Well, when I take a shot, I sort of previsual of how I want it to turn out and I try to develop so i wouldn't have to spend so much time on the enlarger.
 

StoneNYC

Member
Allowing Ads
Joined
Aug 5, 2012
Messages
8,345
Location
Antarctica
Format
8x10 Format
The big boys here don't like you talking about scanning because it is in the traditional process and would prefer that you go over to DPUG for those issues, and I'm thinking that this is in fact the scanner issue.

I went through something similar trying to get TMY-2 to look good and also to shoot at 400 and I really couldn't do it for the longest time until I realized that my scanner wasn't interpreting the scene correctly for 400 speed films. And in fact the images were exposed properly and were exciting, it's just that the scanner wasn't working properly on auto mode and I had to do some manual adjustments, because the negatives looks fine, but the scan didn't seem to work right.

As a side point, scanners tend to read a negative differently then optically printing them, and often times like A thinner negative, which actually kind of contradicts what you did here.
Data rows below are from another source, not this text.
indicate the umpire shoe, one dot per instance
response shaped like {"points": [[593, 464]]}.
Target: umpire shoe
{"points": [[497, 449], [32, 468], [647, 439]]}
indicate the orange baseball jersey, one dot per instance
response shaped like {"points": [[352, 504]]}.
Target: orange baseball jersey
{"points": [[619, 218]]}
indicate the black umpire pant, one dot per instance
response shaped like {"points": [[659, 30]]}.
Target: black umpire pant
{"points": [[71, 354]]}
So I'm not sure about that whole thing.

I last point is, if you're shooting at 160 but using a 400 speed film, why not try something like FP4+ since that's closer to that ASA, it seems a little pointless to shoot a 400 speed film at 160...
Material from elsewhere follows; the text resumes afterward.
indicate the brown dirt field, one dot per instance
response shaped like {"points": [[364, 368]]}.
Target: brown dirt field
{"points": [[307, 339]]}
Instead of driving yourself nuts, take a roll, shoot the entire thing, 15 shots at 400, and 15 shots at 160 with four shots in between of blanks (use your lens cap). Then in the dark cut the film and half, set-aside one half, well working with the other half cut that into three sections then develop each section with a different developing time one at standard listed time, and The other 2 at plus and minus the normal development listing times.

Then do the same thing with the second half cut it in three and develop each piece at a different time.

Daniel have examples of the film shot at what seems to be your preferred speed, and also at box speed with different development times. Perhaps then you'll have a better idea of what speed you prefer to shoot at and what development time you prefer to shoot at.

I know this is boring and tedious, but for four or five dollars and a few hours of your time, you could really get exact information on what you like to shoot and wouldn't have to worry about thinking about it anymore.

I dictated this using Siri on my iPhone, so if there's any strange wording that's probably why and I apologize.
 

Regular Rod

Member
Allowing Ads
Joined
Aug 6, 2012
Messages
665
Location
Derbyshire
Format
Medium Format
Well, I usually metered on area just above the shadows so I guess Zone 2


I'm sorry I missed your reply and have only just spotted it. If by "just above the shadows" you mean where you can see shadow detail then Zone 2 will be underexposing and will explain quite a lot of why you are not getting the results you are seeking. Try Zone 3 or even Zone 4 on those areas you have been metering, stick with ILFORD's box speed of 400 ISO and develop "normally". In other words keep everything standard but alter the Zone you are positioning your shadow detail on.